In Lund, the California appellate court clearly knew what
was going on that car one chilly night in 1948. They even said as much:
[W]e are well aware of
the contrary inferences which might have been drawn from the same set of facts.
The secluded spot in a remote area could have been selected by Lund for its
advantages as a rendezvous in which to conduct an illicit love affair. The
manner in which the cars were parked, the state of partial dishabille [undress]
in which the bodies were found, the fact that Lund had divested himself of his
uniform and placed his gun and boots underneath the seat, all are circumstances
from which the trier of facts [in this case, the Industrial Accident Commission]

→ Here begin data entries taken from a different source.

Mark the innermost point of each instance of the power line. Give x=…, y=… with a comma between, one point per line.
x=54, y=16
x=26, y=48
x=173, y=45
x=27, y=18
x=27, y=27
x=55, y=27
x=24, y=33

might have reasonably concluded that he had either abandoned or deviated from
his duty.
In other words, had these judges been sitting on the Commission
they might have decided that at the time of his death Lund was more engaged in
sexual congress than law enforcement and should not be entitled to benefits. But
workers compensation laws intentionally favor claimants, and the judges could
not say that the commissioners’ decision was clearly wrong. They wrote:
Lund, while
acting in the scope of his employment, was permitted to drive to isolated spots
where game violators might be found. It was a matter of discretion with him
whether or not at such times he converted the car into a bed and slept. In so
doing he was acting within the course of his employment. There was no rule
which forbade him from having company while on duty, and the presence of a
woman in the car with him does not necessarily compel a conclusion that he had
thereby either abandoned his employment or deviated therefrom.
To use a twenty-first century expression, Lund was
“multi-tasking.” And one can sensibly conclude that he was still on duty at the
time of his death. So the court deferred to the judgment of the IAC. “There
being a choice between two inferences reasonably deducible from the evidence,
we cannot say that the commission acted … in excess of its power or that its
findings of fact were unreasonable,” the opinion states.
Although undoubtedly chagrined by the circumstances, Mrs.
Lund was probably somewhat mollified by the outcome of the case.